A workaround in Python would be something like below.

# Workaround for non-functional list.append function
one_list = [1, 2, 3]
# in python, the "+" operation on two lists is apparently "pure"
another_list = one_list + [4]
print(one_list)
print(another_list) # Now we are satisfied!

Always remember - mutating any data is not cool!

Limitation of Pure Functions

You might have wondered, what about a random number generator? It returns a different number every time! What about the functional version of print() function? It prints stuff on my screen, that’s not an abstract, non-physical return value!

You are right. If everything is a pure function, we just can’t do anything useful. Therefore, yes, some side effects are wanted.

The idea of functional programming is not to make everything pure. It is a style of coding, a means to an end. We could make our code 99% pure functional. If 99% of our code is mathematically sound, when the program encounters an error, we can be certain that it happens in the 1% that has useful side effects.

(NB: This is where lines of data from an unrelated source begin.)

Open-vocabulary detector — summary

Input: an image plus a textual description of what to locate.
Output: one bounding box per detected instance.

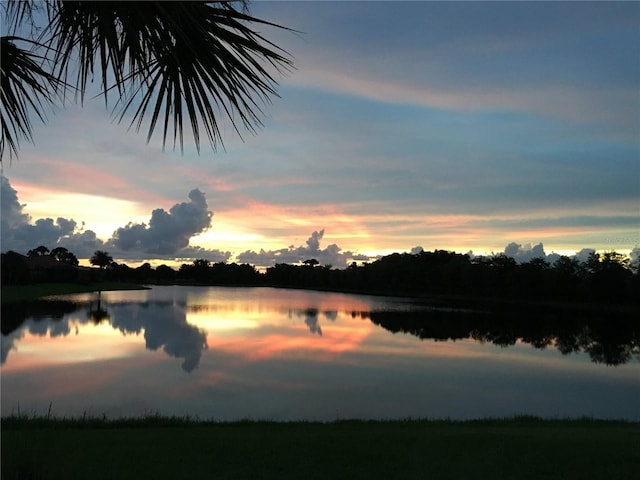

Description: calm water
[2,287,640,420]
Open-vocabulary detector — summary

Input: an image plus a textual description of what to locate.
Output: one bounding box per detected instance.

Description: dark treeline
[2,247,640,304]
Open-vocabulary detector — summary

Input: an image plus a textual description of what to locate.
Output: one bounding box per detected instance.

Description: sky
[1,1,640,267]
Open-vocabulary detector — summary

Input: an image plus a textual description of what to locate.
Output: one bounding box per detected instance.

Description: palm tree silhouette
[0,0,292,161]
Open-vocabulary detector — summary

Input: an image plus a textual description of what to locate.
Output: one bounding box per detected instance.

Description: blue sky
[2,2,640,266]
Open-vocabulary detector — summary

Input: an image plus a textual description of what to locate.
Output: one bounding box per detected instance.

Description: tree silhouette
[27,245,49,257]
[0,0,292,161]
[89,250,113,269]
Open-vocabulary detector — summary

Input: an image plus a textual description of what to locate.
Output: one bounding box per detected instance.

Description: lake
[1,286,640,421]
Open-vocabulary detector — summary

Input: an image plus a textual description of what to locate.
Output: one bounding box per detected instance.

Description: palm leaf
[0,36,65,161]
[50,0,292,150]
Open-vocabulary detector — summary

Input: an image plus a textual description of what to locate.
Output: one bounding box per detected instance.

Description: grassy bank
[0,282,145,303]
[2,417,640,480]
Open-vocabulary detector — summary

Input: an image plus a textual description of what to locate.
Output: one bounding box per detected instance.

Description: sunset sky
[2,2,640,267]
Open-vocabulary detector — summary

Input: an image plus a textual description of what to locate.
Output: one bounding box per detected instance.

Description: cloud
[111,189,213,255]
[237,229,370,268]
[0,175,103,258]
[0,175,222,262]
[504,242,547,263]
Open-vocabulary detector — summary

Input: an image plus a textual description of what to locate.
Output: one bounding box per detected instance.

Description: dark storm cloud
[110,189,213,255]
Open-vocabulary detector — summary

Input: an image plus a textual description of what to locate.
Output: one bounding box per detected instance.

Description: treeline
[265,250,640,303]
[2,249,640,304]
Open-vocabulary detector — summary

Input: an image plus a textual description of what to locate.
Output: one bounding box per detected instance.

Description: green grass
[2,417,640,480]
[1,282,145,303]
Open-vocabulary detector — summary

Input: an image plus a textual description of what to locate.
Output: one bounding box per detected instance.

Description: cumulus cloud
[504,242,547,263]
[111,189,213,255]
[0,175,103,258]
[237,229,369,268]
[0,175,221,262]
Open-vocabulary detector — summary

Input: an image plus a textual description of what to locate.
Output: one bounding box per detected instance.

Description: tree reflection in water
[370,310,640,366]
[2,294,640,372]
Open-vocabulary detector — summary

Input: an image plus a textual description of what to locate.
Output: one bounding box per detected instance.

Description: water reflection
[1,287,640,420]
[2,292,207,372]
[371,310,640,366]
[2,289,640,372]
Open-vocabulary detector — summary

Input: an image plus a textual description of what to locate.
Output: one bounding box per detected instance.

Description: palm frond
[0,36,65,162]
[51,0,292,150]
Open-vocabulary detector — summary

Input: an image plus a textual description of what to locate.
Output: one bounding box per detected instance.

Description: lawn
[2,417,640,480]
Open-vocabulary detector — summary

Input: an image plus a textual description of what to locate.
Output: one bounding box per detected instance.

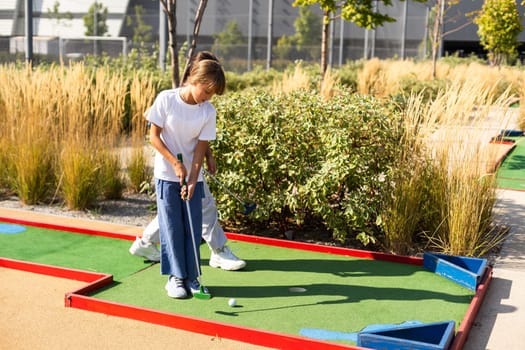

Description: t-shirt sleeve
[199,107,217,141]
[146,94,166,128]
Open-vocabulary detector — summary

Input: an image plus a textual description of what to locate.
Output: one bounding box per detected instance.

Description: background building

In fact, there is another super important concept in functional programming called Monad, which can be used to specifically deal with impure stuff we do in our program. With the concept of monad, we could kind of wrap around an impure activity to make it look like a pure, static and stable thing we normally deal with in functions. However, Monad is not only useful when dealing with side effects. It deserves its own post, so I will be talking about it in the future.